One of the things that value investors look out for the most is deals. Just because the GDP is only growing at 3%, imports are down 20%, corporate spending is down, consumers are spending less money....etc. There are many companies that slip through the cracks on these economic, corporate themes.

Main street and wall street are two different things. Lets say as an example you have found a new store around you that offers organic food at a lower price and better quality than other stores around you.

Lets give that company a name "Soil". Lets say Soil has been expanding and now has 500 stores. It remains profitable and has shown revenue growth that correlates in a positive way with its growth picture. It is expanding at an efficient rate.

The stock market is reacting negatively to a series of rate hikes and also thinks there will be some tensions with China. The NASDAQ has gone down -12% ytd, and it was down -3% the year before, some people are sketpical. Soil is down -20% on the year, because it has been trading in sympathy with the market, and it has also gone down because some of the other grocery store stocks have not been as profitable as in the year before.

Soil has been providing acceptable profit margins, and it is growing at an above average rate. Nothing in Soil's business model or operations are affected by the scenarios that were played out above.

If you are looking at wall street as a whole and glanced at Soil's stock price you would think the company messed up on something, thats not the case, it was the cause of systemic factors that led to the decrease.

To contrast this, lets give a company like Apple. For them, you could say that they will be affected by Tariffs and demand in China because of the tensions between the US and China. In addition if GDP is going down, that could imply that Americans have less money to spend. The price of Apple is down -5% because it is considered to be a safe stock regardless of the factors that are affecting its top and bottom line.

Soil on the other hand has given positive signals and is not affected by the current enviroment.

If Soil can keep their growth up in lets say 3 years and also increasing their profit year by year they will be improving their valuation shall the stock be the same price. Thus you would be getting a better deal. If Apple on the other hand grows at a slower rate than it was before and is less profitable because they are recovering from the issues, and the stock is the same then the valuation is justifiably worse.

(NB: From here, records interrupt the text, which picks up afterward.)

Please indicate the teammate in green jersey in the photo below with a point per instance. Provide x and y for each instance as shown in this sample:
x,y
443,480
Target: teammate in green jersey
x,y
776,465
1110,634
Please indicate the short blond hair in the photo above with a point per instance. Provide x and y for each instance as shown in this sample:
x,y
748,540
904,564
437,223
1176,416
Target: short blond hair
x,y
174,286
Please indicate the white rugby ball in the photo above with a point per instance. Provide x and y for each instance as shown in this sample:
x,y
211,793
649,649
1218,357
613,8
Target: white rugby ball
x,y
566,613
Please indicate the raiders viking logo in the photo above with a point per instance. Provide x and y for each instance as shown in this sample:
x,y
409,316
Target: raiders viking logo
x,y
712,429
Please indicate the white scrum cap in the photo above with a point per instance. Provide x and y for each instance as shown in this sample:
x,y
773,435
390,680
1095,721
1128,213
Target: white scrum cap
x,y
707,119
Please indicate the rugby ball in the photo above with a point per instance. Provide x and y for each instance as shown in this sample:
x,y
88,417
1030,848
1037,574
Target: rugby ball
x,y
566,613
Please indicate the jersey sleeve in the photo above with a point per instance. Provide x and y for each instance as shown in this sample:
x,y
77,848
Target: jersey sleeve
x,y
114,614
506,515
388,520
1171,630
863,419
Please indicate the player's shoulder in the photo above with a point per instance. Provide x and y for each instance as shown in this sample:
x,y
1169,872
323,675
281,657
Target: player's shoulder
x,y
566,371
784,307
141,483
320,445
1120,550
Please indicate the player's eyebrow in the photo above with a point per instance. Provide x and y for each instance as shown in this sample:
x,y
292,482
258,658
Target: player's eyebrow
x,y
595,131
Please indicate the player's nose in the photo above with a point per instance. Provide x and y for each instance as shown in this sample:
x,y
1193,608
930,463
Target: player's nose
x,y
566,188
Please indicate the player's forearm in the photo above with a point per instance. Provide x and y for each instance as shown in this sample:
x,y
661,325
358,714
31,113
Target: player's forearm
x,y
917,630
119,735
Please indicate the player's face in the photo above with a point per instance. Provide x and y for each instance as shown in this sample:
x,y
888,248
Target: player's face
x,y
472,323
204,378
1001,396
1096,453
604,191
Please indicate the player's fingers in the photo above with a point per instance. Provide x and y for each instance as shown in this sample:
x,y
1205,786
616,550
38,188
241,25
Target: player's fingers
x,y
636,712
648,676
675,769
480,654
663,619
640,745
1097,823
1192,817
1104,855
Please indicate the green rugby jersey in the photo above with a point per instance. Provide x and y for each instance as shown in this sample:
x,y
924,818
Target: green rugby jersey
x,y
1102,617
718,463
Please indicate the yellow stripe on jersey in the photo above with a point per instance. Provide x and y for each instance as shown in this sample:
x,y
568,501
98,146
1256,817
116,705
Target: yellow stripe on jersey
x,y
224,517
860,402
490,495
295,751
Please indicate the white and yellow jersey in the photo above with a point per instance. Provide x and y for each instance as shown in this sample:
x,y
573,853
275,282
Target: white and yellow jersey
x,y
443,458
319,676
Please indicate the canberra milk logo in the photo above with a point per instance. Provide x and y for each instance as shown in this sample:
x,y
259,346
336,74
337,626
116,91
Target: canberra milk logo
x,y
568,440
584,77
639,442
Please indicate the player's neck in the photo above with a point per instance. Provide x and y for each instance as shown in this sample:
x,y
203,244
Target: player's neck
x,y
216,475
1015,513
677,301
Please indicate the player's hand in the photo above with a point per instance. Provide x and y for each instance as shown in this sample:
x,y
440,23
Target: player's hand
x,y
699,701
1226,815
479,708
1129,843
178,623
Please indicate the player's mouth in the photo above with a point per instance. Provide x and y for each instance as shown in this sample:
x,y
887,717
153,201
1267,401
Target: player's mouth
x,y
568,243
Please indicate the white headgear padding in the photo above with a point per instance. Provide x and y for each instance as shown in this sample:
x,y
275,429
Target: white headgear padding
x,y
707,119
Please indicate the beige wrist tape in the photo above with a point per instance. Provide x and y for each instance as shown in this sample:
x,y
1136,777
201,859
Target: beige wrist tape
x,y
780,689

At some point the whether that is a bull market inflows, analyst coverage, large institutions buying shares, soemthing should take the price of the stock up. The market is efficient at the end of the day, it just may have to weather a few storms. Investors in small caps have to be patient because there is less volume with the stocks compared to examples such as Apple, so inflows and outflows at set $ amounts can have a much bigger impact on them.


A stock that has that low of a market cap, might be unable to hold its strength in tough times unless it is able to attract some investors, analyst coverage or positive media.

So basically what I was trying to lay out there was that there is nothing wrong with the company itself from the date in time where it was, when it was 20% higher. The issues that affect the big companies have a trickle down impact on the other equities because they are the same asset class.


This is an inefficiency and can be a positive sign for people who think it is a good company to own long term.